Heuristic Step Planning for Learning Dynamic Bipedal Locomotion: A Comparative Study of Model-Based and Model-Free Approaches
William Suliman, Ekaterina Chaikovskaia, Egor Davydenko, Roman Gorbachev
TL;DR
The paper tackles robust, energy-efficient bipedal locomotion in unstructured environments by integrating a simple heuristic Linear Step Planning (LS) with a Raibert-like velocity regulator into a reinforcement learning framework. It compares LS against a model-based LIPM baseline, showing LS achieves comparable or superior velocity tracking, better energy efficiency, and greater robustness on uneven terrains and under disturbances. The results suggest that complex analytical models may be unnecessary for effective, generalizable learning-based bipedal control, at least in simulated environments. This approach enhances modularity and computational efficiency, enabling reliable interaction with challenging terrains without heavy reliance on full dynamics modeling.
Abstract
This work presents an extended framework for learning-based bipedal locomotion that incorporates a heuristic step-planning strategy guided by desired torso velocity tracking.
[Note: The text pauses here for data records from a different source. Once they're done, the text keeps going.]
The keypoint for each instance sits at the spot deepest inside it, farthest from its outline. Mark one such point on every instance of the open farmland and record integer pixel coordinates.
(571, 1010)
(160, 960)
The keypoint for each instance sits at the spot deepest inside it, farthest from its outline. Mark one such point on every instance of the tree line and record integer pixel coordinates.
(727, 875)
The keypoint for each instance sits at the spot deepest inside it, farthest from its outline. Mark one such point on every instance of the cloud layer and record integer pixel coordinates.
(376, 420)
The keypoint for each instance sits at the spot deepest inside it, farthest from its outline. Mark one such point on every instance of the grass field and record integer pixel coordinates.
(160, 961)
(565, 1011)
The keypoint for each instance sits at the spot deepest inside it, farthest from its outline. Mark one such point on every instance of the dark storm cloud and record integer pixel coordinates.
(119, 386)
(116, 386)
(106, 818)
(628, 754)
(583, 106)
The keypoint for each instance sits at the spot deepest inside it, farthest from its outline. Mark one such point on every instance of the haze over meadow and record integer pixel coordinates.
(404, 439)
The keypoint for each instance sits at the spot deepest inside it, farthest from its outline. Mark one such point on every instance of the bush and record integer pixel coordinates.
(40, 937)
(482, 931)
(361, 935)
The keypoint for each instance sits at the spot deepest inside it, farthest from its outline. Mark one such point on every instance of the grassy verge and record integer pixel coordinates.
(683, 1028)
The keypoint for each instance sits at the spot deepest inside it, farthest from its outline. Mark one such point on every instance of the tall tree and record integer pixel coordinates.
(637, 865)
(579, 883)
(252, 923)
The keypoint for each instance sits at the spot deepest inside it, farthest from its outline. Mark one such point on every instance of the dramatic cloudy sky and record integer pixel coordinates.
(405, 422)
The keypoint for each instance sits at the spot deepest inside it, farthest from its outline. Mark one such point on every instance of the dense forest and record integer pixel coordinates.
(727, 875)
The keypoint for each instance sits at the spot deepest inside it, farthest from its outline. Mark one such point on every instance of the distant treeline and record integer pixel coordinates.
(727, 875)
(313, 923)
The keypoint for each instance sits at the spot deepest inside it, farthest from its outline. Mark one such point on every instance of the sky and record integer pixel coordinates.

The framework enables precise interaction between a humanoid robot and its environment, supporting tasks such as crossing gaps and accurately approaching target objects. Unlike approaches based on full or simplified dynamics, the proposed method avoids complex step planners and analytical models. Step planning is primarily driven by heuristic commands, while a Raibert-type controller modulates the foot placement length based on the error between desired and actual torso velocity. We compare our method with a model-based step-planning approach -- the Linear Inverted Pendulum Model (LIPM) controller. Experimental results demonstrate that our approach attains comparable or superior accuracy in maintaining target velocity (up to 80%), significantly greater robustness on uneven terrain (over 50% improvement), and improved energy efficiency. These results suggest that incorporating complex analytical, model-based components into the training architecture may be unnecessary for achieving stable and robust bipedal walking, even in unstructured environments.